The Water Retainer is an organic soil-conditioning product. Generally, its effects last 3 months, during which period – pending appropriate application of the Water Retainer – the soil’s water retainment ability is substantially increased.
With Water Retainer crops can survive the drought period much longer (1-2 times longer) in rain-fed cultivation resulting in a 14 – 37 percent yield increase.
The farmer can save even up to 50 percent of its irrigation water and cost in irrigated cultivation. The product is registered to be used in organic farming, he added.
Applying this excellent ability in the developmental stage of plants, the benefits in better root development and better hydration will last for the whole cultivation period.
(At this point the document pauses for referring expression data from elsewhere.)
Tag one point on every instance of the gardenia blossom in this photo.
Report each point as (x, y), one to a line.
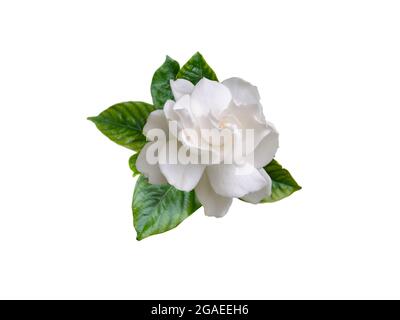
(232, 105)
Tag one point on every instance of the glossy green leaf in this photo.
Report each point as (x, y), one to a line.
(123, 123)
(159, 208)
(283, 184)
(132, 164)
(195, 69)
(160, 87)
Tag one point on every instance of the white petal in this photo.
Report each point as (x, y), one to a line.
(182, 110)
(209, 96)
(184, 177)
(151, 171)
(214, 204)
(248, 118)
(242, 91)
(257, 196)
(234, 181)
(155, 120)
(181, 87)
(169, 112)
(265, 151)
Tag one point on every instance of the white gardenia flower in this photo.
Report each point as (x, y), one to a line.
(232, 105)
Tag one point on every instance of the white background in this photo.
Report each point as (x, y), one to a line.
(329, 76)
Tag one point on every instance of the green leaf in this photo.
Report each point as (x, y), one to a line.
(159, 208)
(160, 87)
(123, 123)
(195, 69)
(283, 184)
(132, 164)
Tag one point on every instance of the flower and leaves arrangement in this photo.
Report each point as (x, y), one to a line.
(181, 158)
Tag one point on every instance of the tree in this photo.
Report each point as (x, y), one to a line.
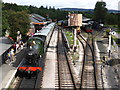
(100, 11)
(18, 21)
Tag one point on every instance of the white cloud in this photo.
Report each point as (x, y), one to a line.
(111, 4)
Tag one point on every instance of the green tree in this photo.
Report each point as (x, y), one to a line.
(100, 11)
(19, 21)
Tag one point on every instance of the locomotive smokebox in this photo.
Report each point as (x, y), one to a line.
(31, 56)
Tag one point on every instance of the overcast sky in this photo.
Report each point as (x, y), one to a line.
(88, 4)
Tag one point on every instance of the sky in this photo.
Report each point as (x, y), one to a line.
(87, 4)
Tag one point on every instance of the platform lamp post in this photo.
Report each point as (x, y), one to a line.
(109, 42)
(75, 21)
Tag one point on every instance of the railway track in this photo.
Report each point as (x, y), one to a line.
(65, 78)
(88, 76)
(21, 83)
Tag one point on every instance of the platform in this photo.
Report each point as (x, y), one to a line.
(51, 59)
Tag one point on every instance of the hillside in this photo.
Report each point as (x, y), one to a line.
(85, 10)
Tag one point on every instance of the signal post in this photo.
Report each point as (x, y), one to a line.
(75, 21)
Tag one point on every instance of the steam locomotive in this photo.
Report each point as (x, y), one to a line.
(36, 47)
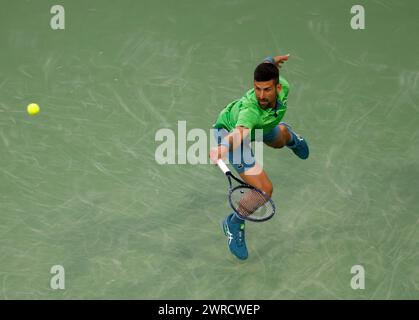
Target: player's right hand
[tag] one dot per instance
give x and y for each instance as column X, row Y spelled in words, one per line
column 279, row 60
column 217, row 153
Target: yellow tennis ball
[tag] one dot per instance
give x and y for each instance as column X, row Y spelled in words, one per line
column 33, row 109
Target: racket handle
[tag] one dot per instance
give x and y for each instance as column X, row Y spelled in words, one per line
column 221, row 164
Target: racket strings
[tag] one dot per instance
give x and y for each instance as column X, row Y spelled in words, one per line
column 251, row 202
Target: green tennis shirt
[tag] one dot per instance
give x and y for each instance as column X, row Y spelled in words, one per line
column 246, row 112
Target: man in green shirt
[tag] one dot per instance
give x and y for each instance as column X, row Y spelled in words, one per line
column 262, row 108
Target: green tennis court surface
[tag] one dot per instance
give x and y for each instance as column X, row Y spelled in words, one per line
column 80, row 188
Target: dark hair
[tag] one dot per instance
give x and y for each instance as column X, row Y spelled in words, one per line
column 265, row 72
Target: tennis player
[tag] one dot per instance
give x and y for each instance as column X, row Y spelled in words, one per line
column 262, row 107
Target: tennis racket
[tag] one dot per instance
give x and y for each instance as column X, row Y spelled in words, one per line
column 248, row 202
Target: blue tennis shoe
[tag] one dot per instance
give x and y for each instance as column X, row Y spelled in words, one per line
column 236, row 237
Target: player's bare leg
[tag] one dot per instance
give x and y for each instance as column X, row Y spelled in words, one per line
column 290, row 139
Prof Nsiah-Adjei, who is a trained Agronomist and holds a PhD degree in Production Ecology and Resource Conservation from Wageningen University and Research Centre, The Netherlands, recommends that farmers need to adopt good agronomic practices and modern technology to increase yields.
Water retainer can be applied by either spraying on the surface or solved in the irrigation water, with different levels of dilution possible.
In time, the Water Retainer will attach itself to both the roots of the plant and the soil grains, thus allowing water – either by rain or irrigation – entering the soil to trickle down to the water table, increasing water reserve.
The Water Retainer springs into action when vapour streams its way upwards though the capillaries, trapping vapour and transforming it into tiny droplets of water.
These droplets can be drawn upon by plant roots to absorb water.
Meanwhile, the product sprayed on the surface also traps air humidity. Water Retainer works with all types of plants, and on all types of soil.
This soil conservation technology is endorsed by the Food and Agriculture Organisation (FAO) and is already in use successfully in India, Hungary, South Africa, Morocco, and Kenya and seven other countries.